In general, the database doesn't have enough information to realistically retry the operation. It needs the application to retry.
Imagine you have a banking application transferring $100 from A to B. A initially has $150 and B has $100.
begin transaction
Query A's balance and acquire a lock
Application checks that A's balance exceeds the amount being transferred
Application calculates A's new balance as $50 and performs an update
Update B's balance to a value of balance + 100
commit
Now imagine that the last update of B deadlocks and the transaction rolls back. But now other transactions have changed A's balance to $25 and B's balance to $225.
If the database simply rolled back and retried the operations the database was aware of that were part of the transaction, there is a good chance that the results would be incorrect. A's balance is no longer be above $100 but the database has no way of telling the application that it needs to re-run its logic. The update of A's balance is no longer be correct because it was the result of a calculation the application did that the database wasn't aware of.

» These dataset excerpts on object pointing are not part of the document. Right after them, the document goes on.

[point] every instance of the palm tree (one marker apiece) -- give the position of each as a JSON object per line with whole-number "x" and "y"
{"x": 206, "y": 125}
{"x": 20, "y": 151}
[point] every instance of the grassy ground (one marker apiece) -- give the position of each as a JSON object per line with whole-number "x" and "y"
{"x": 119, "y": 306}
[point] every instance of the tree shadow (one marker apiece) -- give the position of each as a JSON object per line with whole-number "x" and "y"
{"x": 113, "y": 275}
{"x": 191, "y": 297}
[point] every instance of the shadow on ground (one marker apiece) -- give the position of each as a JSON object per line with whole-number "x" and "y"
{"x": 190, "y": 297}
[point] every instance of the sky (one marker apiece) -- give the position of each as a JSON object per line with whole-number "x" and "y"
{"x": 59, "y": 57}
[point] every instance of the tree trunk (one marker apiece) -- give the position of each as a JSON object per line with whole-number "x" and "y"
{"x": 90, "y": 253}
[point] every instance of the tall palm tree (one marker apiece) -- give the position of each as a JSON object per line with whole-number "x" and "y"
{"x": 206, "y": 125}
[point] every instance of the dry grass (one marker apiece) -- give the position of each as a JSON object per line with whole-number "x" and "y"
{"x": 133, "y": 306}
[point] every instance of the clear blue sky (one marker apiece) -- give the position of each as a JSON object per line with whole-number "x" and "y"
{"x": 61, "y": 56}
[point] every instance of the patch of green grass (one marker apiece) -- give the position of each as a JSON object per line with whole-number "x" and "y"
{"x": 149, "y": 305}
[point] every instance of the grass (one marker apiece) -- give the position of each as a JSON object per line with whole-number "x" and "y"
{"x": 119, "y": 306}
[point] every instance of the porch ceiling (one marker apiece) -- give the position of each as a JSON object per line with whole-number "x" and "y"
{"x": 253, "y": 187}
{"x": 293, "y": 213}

If the database simply re-ran the same statements without involving the application, A would be allowed to transfer $100 when his account didn't have that money, would end up gaining $25 as a result of the transfer, and the system would be left in an inconsistent state where A $125 got created out of thin air. It would be woefully difficult to figure out from looking at the code how that inconsistent state came into being. The application's code would look to be transactionally consistent. There wouldn't even be a deadlock error in the application log that could point someone at the source of the error.
A database engine could look to see whether the transaction was solely composed of a single database call with no opportunity for the client application to involve any additional logic and retry those transactions where the database could determine it was safe to do so. That is not a particularly common thing particularly in the world of large enterprises where companies generally want to put business logic in the middle tier and compose different web service calls in a single transaction. And those single database call transactions are not a particularly large source of deadlocks which get much more likely the more moving pieces transactions have. So it would be a feature that would require a decent amount of work to implement in order to resolve a relatively small source of deadlocks in applications with a relatively unusual architecture that doesn't appeal to the large customers spending big bucks on license fees. It would be hard to justify that cost/ benefit calculation.
Additionally, if you happen to have one of those unusual architectures where every transaction is made up of a single database call, it's relatively easy to add an exception handler that simply retries the transaction in the event of a deadlock. Sure, it's a bit of boilerplate code that you have to add to your stored procedures but it's pretty straightforward code.